There is a box between them with a screen in it, and to this day I do not know what it is for. It could be for sifting. It could be for rolling. It sat on the table in that Havana market like a piece of furniture too tired to explain itself, and the man rested his forearm on it the way men rest their forearms on things that have been useful to them for a long time, without needing to look at it. A couple of guys a few steps off were selling meat, and somewhere a radio was losing a slow fight with distance.
He was asking her something. You could see it before you could hear it, if you could have heard it at all, which I could not, standing twenty feet away with a camera and no Spanish worth the name. His eyebrows were doing the work. His mouth was doing the work. The cigarette in the corner of his lips had gone unlit and forgotten, a prop in a scene that had moved past needing it.
She had not expected the question. That was the whole of it, the thing the photograph is actually about. Above and behind them the light came down through warehouse glass gone frosted with age, softened, the hard edges sanded off.

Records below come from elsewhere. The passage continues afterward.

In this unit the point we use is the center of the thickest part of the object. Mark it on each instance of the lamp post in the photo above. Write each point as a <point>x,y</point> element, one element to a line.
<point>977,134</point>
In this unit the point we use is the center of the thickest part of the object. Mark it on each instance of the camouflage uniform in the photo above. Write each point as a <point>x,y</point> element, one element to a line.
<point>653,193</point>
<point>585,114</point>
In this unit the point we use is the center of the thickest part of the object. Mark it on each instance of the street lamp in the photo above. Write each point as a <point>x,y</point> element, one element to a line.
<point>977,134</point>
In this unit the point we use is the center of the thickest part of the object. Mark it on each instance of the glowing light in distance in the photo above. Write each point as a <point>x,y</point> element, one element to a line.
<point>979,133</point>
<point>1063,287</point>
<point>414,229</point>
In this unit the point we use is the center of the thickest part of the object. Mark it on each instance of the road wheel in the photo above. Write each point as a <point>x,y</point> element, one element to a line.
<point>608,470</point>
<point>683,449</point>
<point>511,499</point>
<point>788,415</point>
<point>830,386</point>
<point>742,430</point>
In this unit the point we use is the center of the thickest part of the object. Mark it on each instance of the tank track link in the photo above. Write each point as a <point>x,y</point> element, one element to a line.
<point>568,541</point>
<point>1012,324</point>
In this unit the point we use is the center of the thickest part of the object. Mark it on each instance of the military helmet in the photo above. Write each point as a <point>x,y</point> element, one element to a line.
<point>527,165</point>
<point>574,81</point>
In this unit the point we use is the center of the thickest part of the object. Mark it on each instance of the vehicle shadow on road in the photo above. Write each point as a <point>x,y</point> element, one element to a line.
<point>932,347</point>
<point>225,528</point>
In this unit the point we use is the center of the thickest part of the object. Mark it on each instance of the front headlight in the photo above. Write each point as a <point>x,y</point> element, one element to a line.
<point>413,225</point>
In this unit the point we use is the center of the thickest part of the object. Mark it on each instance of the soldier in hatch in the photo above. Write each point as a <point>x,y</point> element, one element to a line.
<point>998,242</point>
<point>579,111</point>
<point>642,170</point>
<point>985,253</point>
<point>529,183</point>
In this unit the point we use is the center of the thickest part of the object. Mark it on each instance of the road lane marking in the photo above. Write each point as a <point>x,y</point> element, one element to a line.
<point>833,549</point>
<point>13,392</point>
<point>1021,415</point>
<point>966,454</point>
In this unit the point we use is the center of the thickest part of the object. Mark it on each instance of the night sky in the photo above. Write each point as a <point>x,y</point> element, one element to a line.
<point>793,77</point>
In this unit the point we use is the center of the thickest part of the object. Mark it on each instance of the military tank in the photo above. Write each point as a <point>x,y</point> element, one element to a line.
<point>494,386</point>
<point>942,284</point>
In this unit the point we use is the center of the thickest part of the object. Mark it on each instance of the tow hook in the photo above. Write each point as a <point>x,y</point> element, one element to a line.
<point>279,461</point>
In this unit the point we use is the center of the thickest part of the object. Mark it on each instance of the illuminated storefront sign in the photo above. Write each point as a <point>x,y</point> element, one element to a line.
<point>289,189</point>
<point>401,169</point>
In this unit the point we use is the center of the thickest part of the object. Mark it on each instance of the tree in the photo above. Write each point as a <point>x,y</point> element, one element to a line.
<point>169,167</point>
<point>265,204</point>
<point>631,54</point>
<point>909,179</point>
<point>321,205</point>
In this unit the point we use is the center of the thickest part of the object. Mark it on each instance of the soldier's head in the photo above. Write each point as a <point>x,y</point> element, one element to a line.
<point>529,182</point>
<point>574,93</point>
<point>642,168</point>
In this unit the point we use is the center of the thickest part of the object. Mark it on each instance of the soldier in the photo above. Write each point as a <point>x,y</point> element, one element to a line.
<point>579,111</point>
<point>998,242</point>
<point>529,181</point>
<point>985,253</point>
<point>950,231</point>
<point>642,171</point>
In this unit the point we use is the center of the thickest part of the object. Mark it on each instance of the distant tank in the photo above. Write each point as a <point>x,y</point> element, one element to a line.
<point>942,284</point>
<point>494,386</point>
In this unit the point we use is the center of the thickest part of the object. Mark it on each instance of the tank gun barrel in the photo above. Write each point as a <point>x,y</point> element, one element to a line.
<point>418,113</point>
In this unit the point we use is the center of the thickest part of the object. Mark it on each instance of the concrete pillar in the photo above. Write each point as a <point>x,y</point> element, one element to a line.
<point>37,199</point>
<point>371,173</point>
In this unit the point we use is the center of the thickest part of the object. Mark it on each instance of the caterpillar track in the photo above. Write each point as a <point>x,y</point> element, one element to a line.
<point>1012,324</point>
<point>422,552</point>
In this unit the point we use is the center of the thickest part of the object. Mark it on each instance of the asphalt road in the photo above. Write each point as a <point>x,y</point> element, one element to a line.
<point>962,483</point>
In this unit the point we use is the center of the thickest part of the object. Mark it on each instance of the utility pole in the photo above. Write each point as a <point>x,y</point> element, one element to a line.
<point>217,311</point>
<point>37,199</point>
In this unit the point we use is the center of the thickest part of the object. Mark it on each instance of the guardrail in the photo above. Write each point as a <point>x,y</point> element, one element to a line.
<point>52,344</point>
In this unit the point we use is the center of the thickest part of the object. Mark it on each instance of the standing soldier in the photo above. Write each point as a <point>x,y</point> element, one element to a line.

It had been falling on that table for years before either of them sat down at it. A woman’s face has a setting it returns to between thoughts, and hers had been somewhere else — the work, the heat, the cigarette she’d just lit, which she now held between two fingers like a held breath, smoke rising into that same light, catching it, going from invisible to visible to invisible again. Then he spoke, and the setting changed. Her eyes came around to him sideways, the way eyes do when the rest of the head hasn’t decided yet whether to follow. Caught. Not afraid — caught, the way you’re caught remembering something mid-sentence, or caught by a question that arrives at an angle you didn’t see coming.

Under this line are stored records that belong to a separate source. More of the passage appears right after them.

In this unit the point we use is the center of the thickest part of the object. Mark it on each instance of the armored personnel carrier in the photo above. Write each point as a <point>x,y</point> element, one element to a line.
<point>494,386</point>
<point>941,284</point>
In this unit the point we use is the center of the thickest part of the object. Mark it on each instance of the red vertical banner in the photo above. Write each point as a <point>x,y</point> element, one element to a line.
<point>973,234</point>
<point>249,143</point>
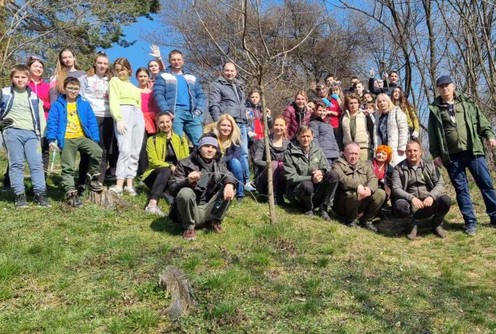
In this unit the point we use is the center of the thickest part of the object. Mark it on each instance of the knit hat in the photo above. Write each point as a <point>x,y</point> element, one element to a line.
<point>386,149</point>
<point>207,140</point>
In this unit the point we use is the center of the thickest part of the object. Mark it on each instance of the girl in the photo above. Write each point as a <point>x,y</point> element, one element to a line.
<point>277,146</point>
<point>95,90</point>
<point>230,145</point>
<point>392,127</point>
<point>164,150</point>
<point>400,100</point>
<point>125,102</point>
<point>150,112</point>
<point>66,67</point>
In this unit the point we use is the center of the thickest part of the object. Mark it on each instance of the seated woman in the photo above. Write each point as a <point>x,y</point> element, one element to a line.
<point>230,145</point>
<point>277,146</point>
<point>382,169</point>
<point>310,182</point>
<point>392,127</point>
<point>164,150</point>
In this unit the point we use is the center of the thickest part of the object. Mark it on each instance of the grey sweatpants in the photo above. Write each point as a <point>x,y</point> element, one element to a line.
<point>129,143</point>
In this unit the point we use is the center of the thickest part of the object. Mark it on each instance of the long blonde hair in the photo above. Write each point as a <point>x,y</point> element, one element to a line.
<point>234,137</point>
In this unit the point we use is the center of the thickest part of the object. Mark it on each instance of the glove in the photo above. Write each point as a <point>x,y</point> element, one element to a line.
<point>155,51</point>
<point>53,147</point>
<point>5,122</point>
<point>121,127</point>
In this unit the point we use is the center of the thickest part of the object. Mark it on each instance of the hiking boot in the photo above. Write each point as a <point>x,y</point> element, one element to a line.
<point>189,235</point>
<point>216,227</point>
<point>324,215</point>
<point>413,233</point>
<point>20,201</point>
<point>440,232</point>
<point>369,225</point>
<point>42,200</point>
<point>73,199</point>
<point>116,190</point>
<point>81,189</point>
<point>470,229</point>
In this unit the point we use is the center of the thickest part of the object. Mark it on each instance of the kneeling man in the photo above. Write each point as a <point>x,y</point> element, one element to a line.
<point>358,197</point>
<point>203,188</point>
<point>418,191</point>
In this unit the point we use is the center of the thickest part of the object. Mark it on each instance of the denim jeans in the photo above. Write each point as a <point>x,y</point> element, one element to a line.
<point>188,122</point>
<point>24,145</point>
<point>478,168</point>
<point>244,151</point>
<point>236,168</point>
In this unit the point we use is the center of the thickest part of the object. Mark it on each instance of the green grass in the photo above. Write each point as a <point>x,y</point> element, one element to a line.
<point>90,270</point>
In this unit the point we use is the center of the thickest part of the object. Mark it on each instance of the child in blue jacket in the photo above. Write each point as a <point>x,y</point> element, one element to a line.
<point>72,123</point>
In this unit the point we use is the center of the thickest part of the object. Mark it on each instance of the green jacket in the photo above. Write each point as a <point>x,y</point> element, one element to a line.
<point>297,168</point>
<point>156,148</point>
<point>479,127</point>
<point>350,178</point>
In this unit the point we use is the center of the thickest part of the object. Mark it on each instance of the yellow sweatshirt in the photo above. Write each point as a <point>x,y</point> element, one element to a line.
<point>120,93</point>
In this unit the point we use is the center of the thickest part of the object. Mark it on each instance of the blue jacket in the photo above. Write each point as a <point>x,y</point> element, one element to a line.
<point>165,92</point>
<point>7,99</point>
<point>57,120</point>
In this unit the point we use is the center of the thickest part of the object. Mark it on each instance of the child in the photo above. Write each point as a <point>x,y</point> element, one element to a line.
<point>125,104</point>
<point>22,113</point>
<point>72,123</point>
<point>323,132</point>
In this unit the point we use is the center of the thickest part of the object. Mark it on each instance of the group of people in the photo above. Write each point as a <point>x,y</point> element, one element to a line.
<point>336,154</point>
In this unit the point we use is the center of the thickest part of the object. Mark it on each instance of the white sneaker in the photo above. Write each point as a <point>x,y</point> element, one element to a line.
<point>131,191</point>
<point>155,210</point>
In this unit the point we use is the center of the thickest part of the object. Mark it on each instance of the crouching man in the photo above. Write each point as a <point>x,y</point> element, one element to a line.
<point>418,191</point>
<point>358,197</point>
<point>203,188</point>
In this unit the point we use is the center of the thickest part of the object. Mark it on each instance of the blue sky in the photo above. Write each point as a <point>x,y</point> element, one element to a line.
<point>137,54</point>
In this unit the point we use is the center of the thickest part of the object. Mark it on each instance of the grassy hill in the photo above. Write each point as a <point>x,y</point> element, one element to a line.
<point>90,270</point>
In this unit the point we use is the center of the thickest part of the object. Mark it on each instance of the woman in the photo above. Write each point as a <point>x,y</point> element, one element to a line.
<point>66,67</point>
<point>357,127</point>
<point>400,100</point>
<point>150,111</point>
<point>296,114</point>
<point>94,89</point>
<point>392,127</point>
<point>230,145</point>
<point>164,150</point>
<point>382,169</point>
<point>311,184</point>
<point>254,116</point>
<point>125,102</point>
<point>277,146</point>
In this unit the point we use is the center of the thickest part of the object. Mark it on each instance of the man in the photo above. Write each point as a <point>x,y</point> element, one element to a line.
<point>226,96</point>
<point>387,86</point>
<point>181,95</point>
<point>309,181</point>
<point>203,189</point>
<point>418,191</point>
<point>457,129</point>
<point>358,197</point>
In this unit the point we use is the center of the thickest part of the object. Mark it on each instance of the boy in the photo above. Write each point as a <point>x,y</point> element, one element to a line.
<point>23,122</point>
<point>72,123</point>
<point>323,133</point>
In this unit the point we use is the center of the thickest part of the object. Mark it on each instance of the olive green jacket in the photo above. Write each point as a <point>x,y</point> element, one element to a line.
<point>479,128</point>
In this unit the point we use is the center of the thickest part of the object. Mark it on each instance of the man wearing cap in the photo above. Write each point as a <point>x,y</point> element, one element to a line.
<point>457,129</point>
<point>203,189</point>
<point>418,191</point>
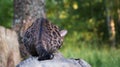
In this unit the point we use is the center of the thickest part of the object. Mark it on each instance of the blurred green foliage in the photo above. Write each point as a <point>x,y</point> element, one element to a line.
<point>6,12</point>
<point>87,28</point>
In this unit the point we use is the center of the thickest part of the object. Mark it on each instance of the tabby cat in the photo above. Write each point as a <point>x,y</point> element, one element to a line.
<point>43,38</point>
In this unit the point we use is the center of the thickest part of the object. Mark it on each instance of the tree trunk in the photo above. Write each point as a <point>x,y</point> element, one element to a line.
<point>25,12</point>
<point>9,48</point>
<point>110,24</point>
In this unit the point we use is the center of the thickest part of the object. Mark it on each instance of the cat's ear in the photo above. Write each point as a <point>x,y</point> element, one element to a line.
<point>63,33</point>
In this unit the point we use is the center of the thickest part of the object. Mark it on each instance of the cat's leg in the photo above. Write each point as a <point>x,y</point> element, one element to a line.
<point>43,54</point>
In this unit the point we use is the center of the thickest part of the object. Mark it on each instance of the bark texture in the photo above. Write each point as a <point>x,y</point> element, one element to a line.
<point>57,61</point>
<point>9,48</point>
<point>25,12</point>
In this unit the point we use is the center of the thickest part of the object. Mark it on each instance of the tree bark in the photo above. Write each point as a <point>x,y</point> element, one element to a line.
<point>110,24</point>
<point>25,12</point>
<point>9,48</point>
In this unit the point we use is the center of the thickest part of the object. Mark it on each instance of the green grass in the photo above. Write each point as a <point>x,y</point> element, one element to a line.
<point>96,57</point>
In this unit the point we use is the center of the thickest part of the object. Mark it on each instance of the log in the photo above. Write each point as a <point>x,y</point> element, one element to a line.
<point>57,61</point>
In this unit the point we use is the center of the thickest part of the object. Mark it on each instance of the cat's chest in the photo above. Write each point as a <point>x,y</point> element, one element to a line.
<point>44,32</point>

They had stepped away from whatever the work was — the particular slackness of people on a break, elbows down, shoulders forward, the posture of two people who have stopped doing the thing they get paid to do and have not yet decided to start talking about anything in particular, except that he just had.

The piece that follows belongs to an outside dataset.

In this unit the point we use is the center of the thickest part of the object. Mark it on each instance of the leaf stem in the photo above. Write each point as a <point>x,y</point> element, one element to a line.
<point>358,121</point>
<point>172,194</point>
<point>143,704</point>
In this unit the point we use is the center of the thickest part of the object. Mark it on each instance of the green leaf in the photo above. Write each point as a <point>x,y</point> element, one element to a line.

Neither of them knew I was there, and I have never quite settled how I feel about that. I took something from two people who never agreed to give it. I have made my peace with it the way photographers do, which is imperfectly, but I have not stopped thinking about it. This is the only kind of photograph worth making all the same, the kind where you are not in the room, not really, where the camera has gone as invisible as the screen on that box, recording a question and an answer that the two of them will forget by the end of the day and that I will keep for the rest of my life, lit by a window neither of them ever turned around to notice.
What they were talking about, I will never know. I have looked at this photograph for thirteen years now and I still want to know.